Bassezze, tali sono le vicende che tira fuori la Einstein". Ruggero Miti è l'ex dirigente Rai responsabile della produzione della soap Agrodolce, fidatissimo dell'ex direttore di Rai3 Giovanni Minoli e risponde seccato a quanto denunciato dalla Einstein sui casi "di nepotismo" e "personaggi di dubbia provenienza" che si sono incrociati con la fiction.

Miti è l'uomo che un bel giorno, durante la lavorazione della serie, informa Luca Josi, patron della Einstein, che si sarebbe fatto vivo con lui "un certo Castagna, (procacciatore di comparse per le produzioni cinetelevisive, ndr), personaggio locale di qui, di dubbia provenienza, si accontenta di molto poco... pare che sia tranquillizzante la cosa. Non lo è per le sue tradizioni e per le sue origini. Io gli ho detto di parlare con la produzione Einstein".

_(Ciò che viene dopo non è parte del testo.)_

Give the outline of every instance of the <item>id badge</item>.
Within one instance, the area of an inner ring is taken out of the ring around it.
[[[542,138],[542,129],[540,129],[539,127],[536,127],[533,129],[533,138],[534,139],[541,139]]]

Contattato dal Fatto Quotidiano, Miti non nega l'episodio, anzi: "Si sa che quando le produzioni vanno in Sicilia, devi sottostare alle regole legate alle tradizioni dell'isola: non puoi sceglierti liberamente le comparse che vuoi tu, c'è qualcuno che te le porta, così quando questo Castagna si è fatto vivo, io ho gli detto che avremmo preso delle persone dagli uffici di collocamento , poi ho chiamato Josi, e lui mi fatto una scenata incredibile, dicendo che lui ‘rapporti con mafiosi non li voleva avere, mai e poi mai'. Allora gli ho spiegato che avevo risposto che le comparse le avremmo prese dai centri per l'impiego".

Poi parliamo dei suoi figli, una assunta come attrice, l'altro come regista. E anche qui Miti non fa una piega: "Ma questa cosa... so che loro dell'Einstein l'hanno segnalata anche alla Rai, ma cosa c'entra? Mia figlia è stata attrice in Incantesimo, mio figlio ha un master prestigioso in Regia. Cosa dovrebbero fare? Non dovrebbero lavorare?".

I figli di Miti risultavano anche come "nomi d'obbligo" per i contratti delle successive serie che poi non sono mai andate in onda. "Mia figlia aveva un ruolo di rilievo nella prima, cosa dovevo scrivere allo sceneggiatore di farla morire? Mio figlio c'era, ma poi è andato in un altro posto e non ha fatto le altre serie. Ma a detta di tutti in Rai, i miei figli erano bravissimi".

Un'altra protagonista della vicenda è la nobildonna siciliana, Renèe Cammarata, tacciata dalla Einstein di essere una protégé dell'ex direttore Minoli. Lei replica: "Sarò stata segnalata da Minoli per via dei tanti lavori sull'arte che ho fatto in Sicilia, in uno dei suoi programmi. Ma non sono una che è stata imposta, anzi devo dirle che come altri, anche io sono amareggiatissima per come si sono concluse le cose e - continua - devo avere anche io dei soldi dalla Einstein per la seconda e terza serie, produzioni mai finite".

Sul fatto che lei avesse il potere di scegliere le location e che tra queste ne figurassero alcune in odor di mafia, spiega: "Avevo un ruolo da organizzatrice, ma in nessun modo avevo potere di trattativa con i proprietari delle strutture. Né potevo sapere a chi appartenessero".

Intanto l'Italia dei valori, tramite il capogruppo in Commissione Vigilanza Rai, senatore Pancho Pardi, chiede che "i vertici Rai facciano chiarezza sulla fiction siciliana Agrodolce, sui costi sostenuti, sui finanziamenti avuti dalla Regione Sicilia, sui rapporti con la società di produzione Einstein e sulla oscura rete di interessi e di pressioni che si è costituita attorno a una soap opera chiusa tra troppe ombre dopo una sola stagione".